Early-stage companies should prioritize different factors than companies that are scaling rapidly or already operating at scale.
If yours is an early-stage company that is establishing a process, and you use open source solutions to build your own tool, you’ll have to find your own workforce. You could choose crowdsourcing, and leverage that vendor’s tooling platform. Keep in mind, with crowdsourcing, your data workers will be anonymous and often unvetted, so you won’t get the benefits that come with working with the same team over time. That means context and quality of your data will suffer. Whether you plan to build or buy, be sure to ask workforce vendors about their experience with tools and whether they can provide recommendations.
If you are accelerating development as part of a growth-stage company, open source tools provide more control over security, integration, and agility to make changes. If you choose commercial tooling software, you typically can configure and deploy some competitive features.
If you are operating at scale and looking to sustain that process over time, open source tools are well planned and tested. You’ll likely have core long-term processes and stack integration that give you maximum control over security and the agility to make changes. At this level, if you’re using commercial software, you typically can get bespoke tooling that is fully customized for your needs and doesn’t require heavy development resources.
4. Don’t let your workforce choice lock you into a tool.
Tool and workforce can seem a bit like a chicken-or-egg choice. Some teams want to choose their tool first, others prioritize choice of workforce. We know that your workforce choice can make or break data quality, which is at the heart of your model’s performance. That’s why it’s important to keep your tooling options open.

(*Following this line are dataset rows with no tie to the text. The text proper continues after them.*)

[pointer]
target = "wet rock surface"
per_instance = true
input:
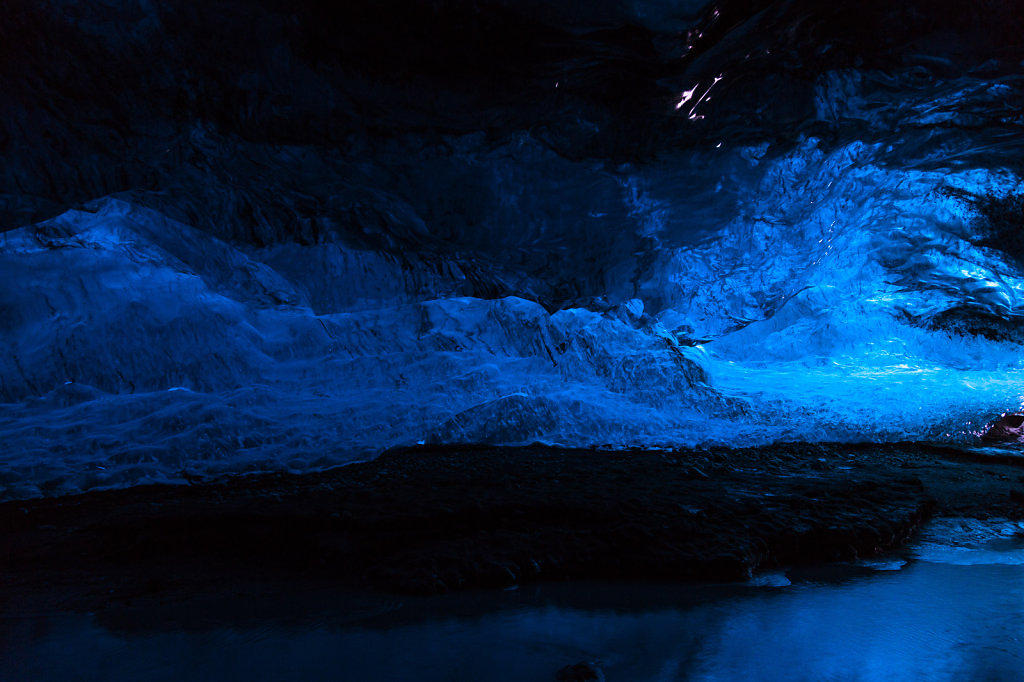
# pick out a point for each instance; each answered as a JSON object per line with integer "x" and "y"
{"x": 433, "y": 519}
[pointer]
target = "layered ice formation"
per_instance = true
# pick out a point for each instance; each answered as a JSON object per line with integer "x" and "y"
{"x": 656, "y": 225}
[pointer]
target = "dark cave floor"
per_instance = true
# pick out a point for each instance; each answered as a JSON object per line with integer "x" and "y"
{"x": 433, "y": 519}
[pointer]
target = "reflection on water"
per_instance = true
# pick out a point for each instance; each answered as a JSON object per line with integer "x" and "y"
{"x": 925, "y": 621}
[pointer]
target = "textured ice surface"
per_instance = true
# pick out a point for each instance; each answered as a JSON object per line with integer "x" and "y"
{"x": 972, "y": 542}
{"x": 650, "y": 223}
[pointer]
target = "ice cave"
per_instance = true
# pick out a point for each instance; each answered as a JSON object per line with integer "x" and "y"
{"x": 512, "y": 340}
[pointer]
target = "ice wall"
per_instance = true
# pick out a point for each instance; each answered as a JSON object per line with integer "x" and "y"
{"x": 590, "y": 224}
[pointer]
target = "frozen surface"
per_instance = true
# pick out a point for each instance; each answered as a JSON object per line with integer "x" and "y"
{"x": 651, "y": 224}
{"x": 930, "y": 620}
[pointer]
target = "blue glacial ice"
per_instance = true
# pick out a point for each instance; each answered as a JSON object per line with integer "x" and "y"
{"x": 295, "y": 256}
{"x": 142, "y": 347}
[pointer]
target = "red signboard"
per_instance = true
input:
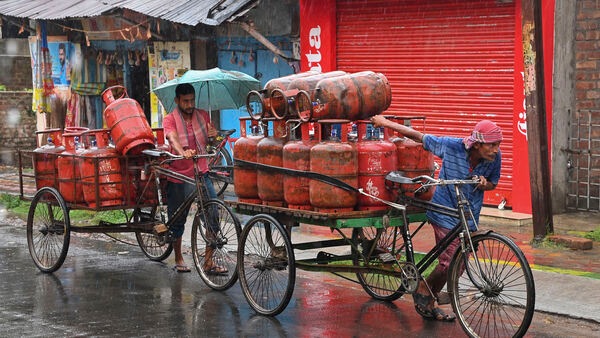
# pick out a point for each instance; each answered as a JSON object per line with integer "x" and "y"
{"x": 317, "y": 35}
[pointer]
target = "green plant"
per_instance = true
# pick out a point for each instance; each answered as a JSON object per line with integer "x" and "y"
{"x": 594, "y": 235}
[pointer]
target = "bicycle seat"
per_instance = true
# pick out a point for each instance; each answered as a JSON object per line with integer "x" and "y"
{"x": 397, "y": 177}
{"x": 226, "y": 133}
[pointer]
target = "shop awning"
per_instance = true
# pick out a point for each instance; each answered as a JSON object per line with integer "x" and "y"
{"x": 188, "y": 12}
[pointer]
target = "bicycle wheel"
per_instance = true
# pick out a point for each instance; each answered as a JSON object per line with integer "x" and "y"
{"x": 155, "y": 247}
{"x": 48, "y": 230}
{"x": 215, "y": 234}
{"x": 266, "y": 265}
{"x": 495, "y": 295}
{"x": 221, "y": 171}
{"x": 385, "y": 254}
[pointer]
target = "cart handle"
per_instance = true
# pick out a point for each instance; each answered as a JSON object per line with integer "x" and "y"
{"x": 160, "y": 153}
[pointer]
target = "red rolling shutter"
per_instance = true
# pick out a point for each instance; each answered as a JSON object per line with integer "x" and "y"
{"x": 451, "y": 61}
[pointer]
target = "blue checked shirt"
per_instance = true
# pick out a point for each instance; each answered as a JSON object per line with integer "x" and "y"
{"x": 455, "y": 165}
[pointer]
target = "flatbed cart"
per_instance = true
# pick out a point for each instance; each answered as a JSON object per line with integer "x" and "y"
{"x": 267, "y": 264}
{"x": 490, "y": 282}
{"x": 138, "y": 183}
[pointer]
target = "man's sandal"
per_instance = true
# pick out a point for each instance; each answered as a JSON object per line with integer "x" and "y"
{"x": 421, "y": 304}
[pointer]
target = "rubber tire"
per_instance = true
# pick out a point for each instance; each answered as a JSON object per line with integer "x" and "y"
{"x": 225, "y": 251}
{"x": 267, "y": 281}
{"x": 48, "y": 229}
{"x": 507, "y": 266}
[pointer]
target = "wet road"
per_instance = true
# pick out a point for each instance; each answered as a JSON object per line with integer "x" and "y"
{"x": 106, "y": 288}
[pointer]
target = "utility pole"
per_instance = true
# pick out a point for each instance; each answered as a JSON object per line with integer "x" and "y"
{"x": 537, "y": 135}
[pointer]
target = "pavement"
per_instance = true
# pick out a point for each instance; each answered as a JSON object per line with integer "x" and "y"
{"x": 567, "y": 280}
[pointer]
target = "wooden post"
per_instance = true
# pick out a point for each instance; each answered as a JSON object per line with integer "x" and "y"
{"x": 537, "y": 136}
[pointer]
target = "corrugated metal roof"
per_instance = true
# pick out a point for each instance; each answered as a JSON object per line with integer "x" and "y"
{"x": 189, "y": 12}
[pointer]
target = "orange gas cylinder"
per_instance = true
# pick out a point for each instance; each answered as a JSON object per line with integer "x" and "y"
{"x": 262, "y": 98}
{"x": 68, "y": 163}
{"x": 356, "y": 96}
{"x": 337, "y": 158}
{"x": 296, "y": 155}
{"x": 244, "y": 179}
{"x": 100, "y": 171}
{"x": 44, "y": 157}
{"x": 303, "y": 88}
{"x": 128, "y": 126}
{"x": 413, "y": 161}
{"x": 269, "y": 151}
{"x": 376, "y": 158}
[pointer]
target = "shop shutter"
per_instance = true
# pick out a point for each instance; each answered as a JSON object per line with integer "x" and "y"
{"x": 450, "y": 61}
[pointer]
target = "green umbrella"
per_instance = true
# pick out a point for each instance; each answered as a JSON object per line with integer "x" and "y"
{"x": 215, "y": 89}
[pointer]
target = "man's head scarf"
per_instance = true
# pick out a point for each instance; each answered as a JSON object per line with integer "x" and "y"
{"x": 485, "y": 132}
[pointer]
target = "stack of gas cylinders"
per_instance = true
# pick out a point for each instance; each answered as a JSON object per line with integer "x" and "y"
{"x": 318, "y": 123}
{"x": 100, "y": 167}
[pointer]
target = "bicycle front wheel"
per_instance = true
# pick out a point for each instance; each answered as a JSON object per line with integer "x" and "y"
{"x": 493, "y": 296}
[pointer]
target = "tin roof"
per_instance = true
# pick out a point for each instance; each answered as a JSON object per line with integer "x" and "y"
{"x": 189, "y": 12}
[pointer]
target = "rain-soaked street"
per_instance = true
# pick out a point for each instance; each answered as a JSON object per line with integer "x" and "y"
{"x": 106, "y": 288}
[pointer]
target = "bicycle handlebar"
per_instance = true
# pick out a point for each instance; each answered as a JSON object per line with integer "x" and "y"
{"x": 162, "y": 153}
{"x": 430, "y": 181}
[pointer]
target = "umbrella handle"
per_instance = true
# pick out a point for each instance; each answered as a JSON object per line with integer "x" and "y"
{"x": 107, "y": 94}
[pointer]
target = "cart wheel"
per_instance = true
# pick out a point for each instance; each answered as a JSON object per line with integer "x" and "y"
{"x": 153, "y": 246}
{"x": 48, "y": 229}
{"x": 387, "y": 243}
{"x": 215, "y": 235}
{"x": 266, "y": 265}
{"x": 221, "y": 172}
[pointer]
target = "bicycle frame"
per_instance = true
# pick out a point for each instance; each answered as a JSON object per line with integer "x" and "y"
{"x": 461, "y": 230}
{"x": 157, "y": 170}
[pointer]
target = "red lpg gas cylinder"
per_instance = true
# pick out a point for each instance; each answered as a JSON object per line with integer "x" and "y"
{"x": 356, "y": 96}
{"x": 263, "y": 97}
{"x": 376, "y": 158}
{"x": 269, "y": 151}
{"x": 128, "y": 126}
{"x": 100, "y": 171}
{"x": 303, "y": 91}
{"x": 244, "y": 179}
{"x": 159, "y": 139}
{"x": 68, "y": 163}
{"x": 413, "y": 161}
{"x": 337, "y": 158}
{"x": 296, "y": 155}
{"x": 44, "y": 157}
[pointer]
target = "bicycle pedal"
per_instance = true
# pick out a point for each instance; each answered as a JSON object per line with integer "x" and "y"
{"x": 324, "y": 257}
{"x": 160, "y": 229}
{"x": 386, "y": 257}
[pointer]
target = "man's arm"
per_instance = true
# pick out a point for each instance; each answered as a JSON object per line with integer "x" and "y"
{"x": 380, "y": 121}
{"x": 173, "y": 138}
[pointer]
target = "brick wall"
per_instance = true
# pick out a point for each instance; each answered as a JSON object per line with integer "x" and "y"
{"x": 587, "y": 55}
{"x": 17, "y": 121}
{"x": 17, "y": 125}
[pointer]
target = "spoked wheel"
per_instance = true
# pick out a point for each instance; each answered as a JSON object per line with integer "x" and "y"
{"x": 221, "y": 171}
{"x": 279, "y": 104}
{"x": 495, "y": 296}
{"x": 380, "y": 249}
{"x": 48, "y": 229}
{"x": 153, "y": 246}
{"x": 267, "y": 267}
{"x": 215, "y": 234}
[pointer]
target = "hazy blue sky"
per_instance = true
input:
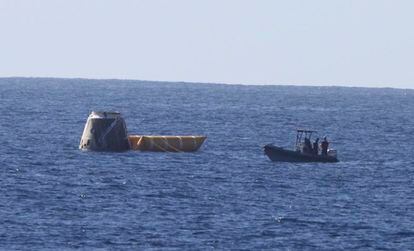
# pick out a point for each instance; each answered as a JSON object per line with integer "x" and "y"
{"x": 331, "y": 42}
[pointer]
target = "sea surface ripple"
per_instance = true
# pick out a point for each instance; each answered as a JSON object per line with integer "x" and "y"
{"x": 226, "y": 196}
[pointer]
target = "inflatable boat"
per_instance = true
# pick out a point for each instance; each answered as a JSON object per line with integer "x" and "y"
{"x": 303, "y": 151}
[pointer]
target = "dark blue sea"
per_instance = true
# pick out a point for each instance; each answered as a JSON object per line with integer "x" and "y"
{"x": 228, "y": 195}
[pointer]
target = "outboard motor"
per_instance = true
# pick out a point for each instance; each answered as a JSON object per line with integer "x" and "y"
{"x": 105, "y": 131}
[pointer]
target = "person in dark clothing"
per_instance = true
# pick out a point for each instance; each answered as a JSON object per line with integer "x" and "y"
{"x": 316, "y": 146}
{"x": 325, "y": 145}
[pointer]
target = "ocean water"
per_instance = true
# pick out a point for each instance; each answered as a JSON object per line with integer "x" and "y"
{"x": 228, "y": 195}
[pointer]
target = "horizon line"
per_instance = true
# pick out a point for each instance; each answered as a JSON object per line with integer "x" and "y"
{"x": 211, "y": 83}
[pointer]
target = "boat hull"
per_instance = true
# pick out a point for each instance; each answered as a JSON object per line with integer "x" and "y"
{"x": 276, "y": 153}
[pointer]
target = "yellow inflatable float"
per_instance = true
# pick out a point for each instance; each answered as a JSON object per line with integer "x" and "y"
{"x": 166, "y": 143}
{"x": 106, "y": 131}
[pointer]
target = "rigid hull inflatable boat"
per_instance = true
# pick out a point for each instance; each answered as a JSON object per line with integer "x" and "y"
{"x": 106, "y": 131}
{"x": 301, "y": 153}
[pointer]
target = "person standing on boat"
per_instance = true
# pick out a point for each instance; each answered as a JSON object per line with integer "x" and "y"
{"x": 316, "y": 146}
{"x": 308, "y": 146}
{"x": 325, "y": 145}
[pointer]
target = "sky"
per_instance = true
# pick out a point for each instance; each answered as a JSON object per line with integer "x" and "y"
{"x": 321, "y": 42}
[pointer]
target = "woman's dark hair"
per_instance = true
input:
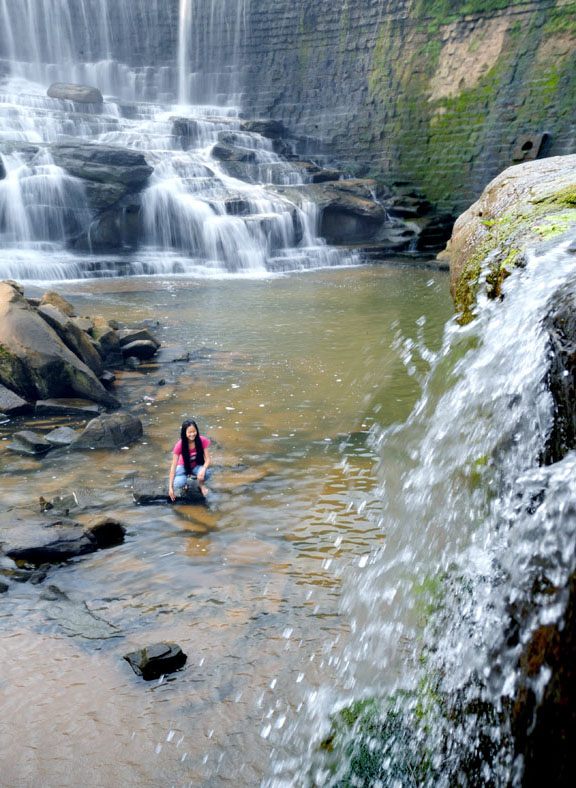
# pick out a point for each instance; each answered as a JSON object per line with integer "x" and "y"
{"x": 186, "y": 446}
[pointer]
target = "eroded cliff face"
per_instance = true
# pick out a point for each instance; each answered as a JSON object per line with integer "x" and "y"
{"x": 441, "y": 93}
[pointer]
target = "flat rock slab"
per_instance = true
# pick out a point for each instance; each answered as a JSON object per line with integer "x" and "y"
{"x": 28, "y": 442}
{"x": 48, "y": 547}
{"x": 154, "y": 661}
{"x": 68, "y": 406}
{"x": 148, "y": 492}
{"x": 35, "y": 540}
{"x": 109, "y": 432}
{"x": 61, "y": 436}
{"x": 142, "y": 349}
{"x": 171, "y": 354}
{"x": 75, "y": 617}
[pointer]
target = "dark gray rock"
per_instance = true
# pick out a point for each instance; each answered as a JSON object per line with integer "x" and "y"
{"x": 103, "y": 164}
{"x": 225, "y": 152}
{"x": 49, "y": 547}
{"x": 267, "y": 128}
{"x": 109, "y": 432}
{"x": 28, "y": 442}
{"x": 62, "y": 436}
{"x": 82, "y": 94}
{"x": 128, "y": 335}
{"x": 141, "y": 349}
{"x": 75, "y": 617}
{"x": 11, "y": 403}
{"x": 107, "y": 531}
{"x": 148, "y": 492}
{"x": 154, "y": 661}
{"x": 51, "y": 298}
{"x": 73, "y": 337}
{"x": 68, "y": 406}
{"x": 107, "y": 343}
{"x": 171, "y": 354}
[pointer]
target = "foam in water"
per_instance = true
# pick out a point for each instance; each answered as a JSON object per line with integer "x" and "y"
{"x": 472, "y": 525}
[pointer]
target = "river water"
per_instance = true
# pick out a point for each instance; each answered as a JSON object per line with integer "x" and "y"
{"x": 291, "y": 377}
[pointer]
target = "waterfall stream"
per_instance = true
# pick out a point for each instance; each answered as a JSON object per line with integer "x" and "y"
{"x": 478, "y": 553}
{"x": 202, "y": 213}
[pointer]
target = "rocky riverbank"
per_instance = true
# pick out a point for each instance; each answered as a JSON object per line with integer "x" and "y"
{"x": 527, "y": 209}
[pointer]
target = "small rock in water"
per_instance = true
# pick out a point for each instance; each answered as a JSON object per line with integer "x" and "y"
{"x": 61, "y": 436}
{"x": 28, "y": 442}
{"x": 153, "y": 661}
{"x": 11, "y": 403}
{"x": 67, "y": 406}
{"x": 107, "y": 531}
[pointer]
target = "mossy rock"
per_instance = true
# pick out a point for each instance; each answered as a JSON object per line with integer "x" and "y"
{"x": 524, "y": 208}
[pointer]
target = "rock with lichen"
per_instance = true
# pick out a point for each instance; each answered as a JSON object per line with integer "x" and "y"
{"x": 524, "y": 208}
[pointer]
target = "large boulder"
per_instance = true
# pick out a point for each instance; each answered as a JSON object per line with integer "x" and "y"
{"x": 82, "y": 94}
{"x": 11, "y": 403}
{"x": 73, "y": 337}
{"x": 34, "y": 362}
{"x": 103, "y": 164}
{"x": 349, "y": 212}
{"x": 523, "y": 208}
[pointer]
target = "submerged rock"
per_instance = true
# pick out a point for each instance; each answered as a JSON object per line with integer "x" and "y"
{"x": 28, "y": 442}
{"x": 154, "y": 661}
{"x": 110, "y": 431}
{"x": 75, "y": 617}
{"x": 67, "y": 406}
{"x": 11, "y": 403}
{"x": 148, "y": 492}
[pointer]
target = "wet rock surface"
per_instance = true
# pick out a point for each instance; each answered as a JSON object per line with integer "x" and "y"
{"x": 83, "y": 94}
{"x": 34, "y": 362}
{"x": 148, "y": 492}
{"x": 109, "y": 432}
{"x": 75, "y": 618}
{"x": 151, "y": 662}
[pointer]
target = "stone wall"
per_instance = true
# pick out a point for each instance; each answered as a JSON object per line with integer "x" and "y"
{"x": 443, "y": 94}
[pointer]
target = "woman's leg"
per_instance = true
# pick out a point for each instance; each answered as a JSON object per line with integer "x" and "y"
{"x": 179, "y": 477}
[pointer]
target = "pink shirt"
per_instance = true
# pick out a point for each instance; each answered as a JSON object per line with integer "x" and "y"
{"x": 178, "y": 450}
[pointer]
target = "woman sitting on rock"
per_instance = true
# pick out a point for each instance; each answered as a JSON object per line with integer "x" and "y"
{"x": 190, "y": 458}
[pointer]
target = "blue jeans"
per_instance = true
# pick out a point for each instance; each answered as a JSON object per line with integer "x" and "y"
{"x": 180, "y": 477}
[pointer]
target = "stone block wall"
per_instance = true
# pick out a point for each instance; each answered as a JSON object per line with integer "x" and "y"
{"x": 442, "y": 94}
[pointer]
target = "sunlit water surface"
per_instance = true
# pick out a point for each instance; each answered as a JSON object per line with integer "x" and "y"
{"x": 287, "y": 377}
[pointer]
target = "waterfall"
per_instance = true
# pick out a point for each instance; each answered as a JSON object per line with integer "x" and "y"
{"x": 210, "y": 206}
{"x": 210, "y": 41}
{"x": 478, "y": 550}
{"x": 108, "y": 43}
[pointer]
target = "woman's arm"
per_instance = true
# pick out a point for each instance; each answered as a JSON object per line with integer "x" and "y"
{"x": 171, "y": 479}
{"x": 204, "y": 468}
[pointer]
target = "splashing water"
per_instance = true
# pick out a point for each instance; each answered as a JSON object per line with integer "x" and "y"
{"x": 473, "y": 525}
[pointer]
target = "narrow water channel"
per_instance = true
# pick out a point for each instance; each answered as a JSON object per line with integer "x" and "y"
{"x": 287, "y": 376}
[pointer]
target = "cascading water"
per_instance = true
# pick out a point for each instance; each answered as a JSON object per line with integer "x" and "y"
{"x": 210, "y": 205}
{"x": 478, "y": 553}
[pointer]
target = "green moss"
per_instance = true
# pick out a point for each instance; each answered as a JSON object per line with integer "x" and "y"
{"x": 494, "y": 258}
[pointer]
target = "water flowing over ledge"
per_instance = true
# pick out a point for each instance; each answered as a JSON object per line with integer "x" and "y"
{"x": 477, "y": 563}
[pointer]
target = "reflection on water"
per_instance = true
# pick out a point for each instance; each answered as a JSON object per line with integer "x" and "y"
{"x": 287, "y": 376}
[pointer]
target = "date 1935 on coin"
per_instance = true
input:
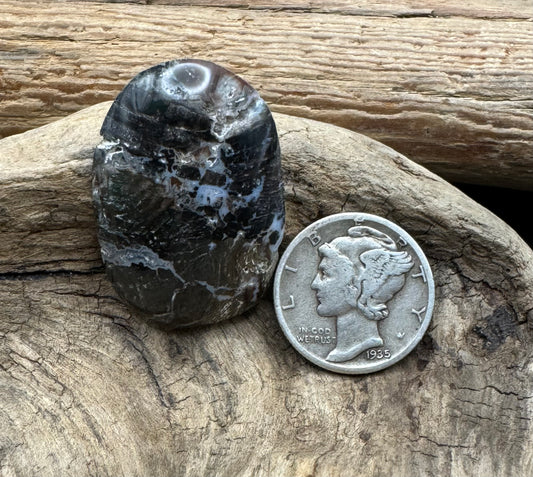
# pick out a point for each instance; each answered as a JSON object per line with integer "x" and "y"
{"x": 354, "y": 293}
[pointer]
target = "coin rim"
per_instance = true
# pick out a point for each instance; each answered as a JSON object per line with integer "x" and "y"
{"x": 342, "y": 368}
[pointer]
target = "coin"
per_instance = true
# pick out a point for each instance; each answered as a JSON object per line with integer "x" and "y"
{"x": 354, "y": 293}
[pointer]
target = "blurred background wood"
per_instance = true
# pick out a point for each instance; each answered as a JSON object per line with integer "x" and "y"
{"x": 445, "y": 83}
{"x": 87, "y": 388}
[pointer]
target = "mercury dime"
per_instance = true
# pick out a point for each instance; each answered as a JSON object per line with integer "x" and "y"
{"x": 354, "y": 293}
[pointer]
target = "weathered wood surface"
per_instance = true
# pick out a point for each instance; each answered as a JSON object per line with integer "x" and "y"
{"x": 445, "y": 83}
{"x": 86, "y": 388}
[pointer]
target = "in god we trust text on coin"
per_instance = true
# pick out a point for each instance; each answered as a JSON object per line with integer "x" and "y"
{"x": 354, "y": 293}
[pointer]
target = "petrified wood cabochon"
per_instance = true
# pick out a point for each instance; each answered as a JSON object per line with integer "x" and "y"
{"x": 87, "y": 388}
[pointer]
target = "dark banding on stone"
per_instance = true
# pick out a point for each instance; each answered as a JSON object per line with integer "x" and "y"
{"x": 187, "y": 187}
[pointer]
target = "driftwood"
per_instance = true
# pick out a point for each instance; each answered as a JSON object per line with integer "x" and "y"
{"x": 447, "y": 84}
{"x": 86, "y": 388}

Ideally, you want a workforce that can quickly adopt your tool, and help you adapt it to better meet your needs. It’s important to have a closed feedback loop with your data workers. As their familiarity and context with your data grows, they will bring valuable opportunities for you to streamline your process. They can suggest adjustments for your process and tool that can introduce competitive differentiators for the ML models you’re developing.
Managed teams deliver higher accuracy than crowdsourced teams, based on a study conducted by data science platform Hivemind, which provides a data labeling tool for natural language processing (NLP). Your labelers should be screened for proficiency with labeling tasks and receive ongoing training to improve their skills. You will achieve higher accuracy when the workforce operates like an extension of your team.
5. Factor in your data quality requirements.
Many tools include QA features, and you can even automate a portion of your QA. However, even when you are using time-tested automation for a portion of your data labeling process, you will need people to perform QA on that work. For example, optical character recognition (OCR) software has an error rate of 97% to 99% per character. On a page with 1,800 characters, that’s 18-54 errors. For a 300-page book, that’s 5,400-16,200 errors. You will want a process that includes a QA layer performed by skilled labelers with context and domain expertise.
There are a few managed workforce providers that can provide trained workers with extensive experience on labeling tasks, which produces higher quality training data. Be wary of locking into a multi-year contract with your workforce vendor. If your data team isn’t meeting your quality requirements, you will want the flexibility to test or choose another workforce provider without penalty.
Think Big, Start Small, and Scale Fast
Your choices about tooling and workforce will be important factors in your success as you design, test, validate, and deploy any ML model. And, that process will be progressive and iterative. Beware of getting locked into tooling or workforce contracts. If there’s one thing that’s certain in ML development, there will be technical changes, learning, and plenty of surprises along the way.
Make sure your tooling, workforce, and process provide the flexibility and agility you need to innovate. In general, you’ll want to think big, start small, and scale fast. Your choices are likely to make the difference between winning or losing your race to market.